Conclusion: How Should You Think About Your Priors?

I’ll defer to people who are smarter than me on how to think about priors, but I’ll close with the following things based on what I think are clever/reasonable for most substantive applications, with an eye toward teaching students about priors. There are certainly more complex models and priors than I can plausibly teach or even know myself (i.e. I’ll confess to knowing nothing about Dirichlet distributions), so my aim here is the family of linear and generalized linear models.

First, I’m still of the mentality that you should always scale your non-binary inputs, preferably by two standard deviations rather than one. Make zero occur or be plausible everywhere so that your y-intercept amounts to an estimated value of y for what’s a typical case. That’ll also aid what prior you put on your y-intercept.

Toward that end, I actually rather like the {rstanarm} approach to calculating prior distributions for the residual standard deviation. I think you can peek “little a” at your data, as a treat. It’s technically cheating for a pure Bayesian, but only the fundamentalist will make an issue of it. I rather like the exponential prior to the half-normal or half-t because the exponential distribution doesn’t cluster at zero. Your residual standard deviation won’t either.

If you scale your non-binary inputs by two standard deviations rather than one, the effect of a one-unit change in an independent variable on a dependent variable is going to be the effect of a change across about 47.7% of the independent variable. That’s quite a magnitude effect. You can use that for thinking of reasonable ignorance priors.

Knowing what you know about logistic regressions and the logistic distribution, I think a standard normal distribution on the regression coefficients does well in most applications. If you think you have a potential separation problem, a normal distribution with a mean of 0 and standard deviation of 2.5 has worked well for me in the past.

For most applications, you may be overthinking the prior by asking things like whether you should go with a Cauchy prior or a normal prior or a Student’s t prior. When in doubt, use functions available in {brms} or—a hidden R package gem—{LaplacesDesmon}—to simulate some data from these distributions to see what they look like. Use those functions to get an idea of what you might be thinking for a prior distribution.

Importantly, though, if you can avoid those default priors in {brms} and {rstanarm}, do it. It’s not the package authors’ fault that those priors are diffuse. They’re there because you’re probably asking them to think of your data for you when you should be thinking of your data instead. My particular applications are often plenty data-rich, albeit with important random effects that I need to model, so I don’t have the weak data problem that I present here. However, those default priors can really bog down computation time. If you’re curious, my experience has suggested that Student’s t (3,0,1) is adequate for the standard deviations of my random effects while a normal distribution with a mean of 0 and a standard deviation of 2.5 works well for the other parameters (in the logistic regression context).
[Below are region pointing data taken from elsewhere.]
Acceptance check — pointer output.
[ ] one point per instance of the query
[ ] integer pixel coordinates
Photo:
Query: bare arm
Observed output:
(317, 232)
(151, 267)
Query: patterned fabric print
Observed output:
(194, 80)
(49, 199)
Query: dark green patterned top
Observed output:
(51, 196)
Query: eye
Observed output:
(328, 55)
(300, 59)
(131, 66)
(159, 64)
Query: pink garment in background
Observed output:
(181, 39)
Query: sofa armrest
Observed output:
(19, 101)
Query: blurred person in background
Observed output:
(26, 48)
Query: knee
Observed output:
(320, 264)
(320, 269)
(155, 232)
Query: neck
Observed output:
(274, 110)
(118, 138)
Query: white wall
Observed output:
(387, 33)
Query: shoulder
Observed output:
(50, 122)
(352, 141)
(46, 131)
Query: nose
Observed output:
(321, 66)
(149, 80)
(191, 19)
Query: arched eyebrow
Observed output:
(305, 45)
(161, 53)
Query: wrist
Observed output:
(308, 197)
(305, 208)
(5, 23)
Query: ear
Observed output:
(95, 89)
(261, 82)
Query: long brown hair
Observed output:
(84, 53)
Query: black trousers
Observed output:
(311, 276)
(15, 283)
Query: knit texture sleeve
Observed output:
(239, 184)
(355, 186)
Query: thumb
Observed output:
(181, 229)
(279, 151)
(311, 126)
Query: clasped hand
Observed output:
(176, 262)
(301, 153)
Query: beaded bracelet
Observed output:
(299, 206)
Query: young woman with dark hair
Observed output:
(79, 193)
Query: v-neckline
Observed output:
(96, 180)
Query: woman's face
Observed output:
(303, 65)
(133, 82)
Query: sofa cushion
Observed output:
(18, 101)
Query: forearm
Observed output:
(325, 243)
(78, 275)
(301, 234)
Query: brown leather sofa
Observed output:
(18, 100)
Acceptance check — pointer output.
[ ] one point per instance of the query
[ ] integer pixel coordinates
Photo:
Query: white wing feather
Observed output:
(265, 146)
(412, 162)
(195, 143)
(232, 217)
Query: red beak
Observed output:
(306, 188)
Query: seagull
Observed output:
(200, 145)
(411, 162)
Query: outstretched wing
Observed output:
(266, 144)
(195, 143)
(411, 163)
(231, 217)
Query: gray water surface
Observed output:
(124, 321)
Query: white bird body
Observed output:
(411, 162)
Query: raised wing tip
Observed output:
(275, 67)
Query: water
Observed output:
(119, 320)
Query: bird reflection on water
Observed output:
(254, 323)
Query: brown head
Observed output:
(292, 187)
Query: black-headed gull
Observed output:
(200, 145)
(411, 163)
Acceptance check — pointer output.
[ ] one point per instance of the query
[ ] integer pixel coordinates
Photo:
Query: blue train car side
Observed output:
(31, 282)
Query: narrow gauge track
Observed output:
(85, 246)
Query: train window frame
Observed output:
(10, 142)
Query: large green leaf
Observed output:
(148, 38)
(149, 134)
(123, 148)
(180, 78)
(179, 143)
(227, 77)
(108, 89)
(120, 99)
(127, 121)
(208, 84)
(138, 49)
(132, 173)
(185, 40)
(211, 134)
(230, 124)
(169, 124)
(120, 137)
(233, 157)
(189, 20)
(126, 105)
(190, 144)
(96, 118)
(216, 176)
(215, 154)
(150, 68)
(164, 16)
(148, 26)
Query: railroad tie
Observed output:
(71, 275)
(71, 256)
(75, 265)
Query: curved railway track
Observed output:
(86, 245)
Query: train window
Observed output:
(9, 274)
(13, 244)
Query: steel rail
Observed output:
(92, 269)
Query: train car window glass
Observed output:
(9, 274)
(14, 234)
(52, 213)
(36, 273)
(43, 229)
One thing I appreciate about the Bayesian approach is that makes what was old into new again. Decades ago, researchers with little computational power had to think carefully about their model before dropping punch cards off at the mainframe for a weekend. Cheap computing power came with some lazy thinking about the data and the model (and let he who is without sin cast the first stone). The Bayesian approach brings some of that back full circle. The model can take some time, so you should think of ways to do the job right. Think a little about your data. Think a little about your model. It’ll go a long way.

  1. But, tl;dr: Bayes is actually giving an answer to the inferential question you’re asking and posterior distributions are more intuitive for quantities of interest.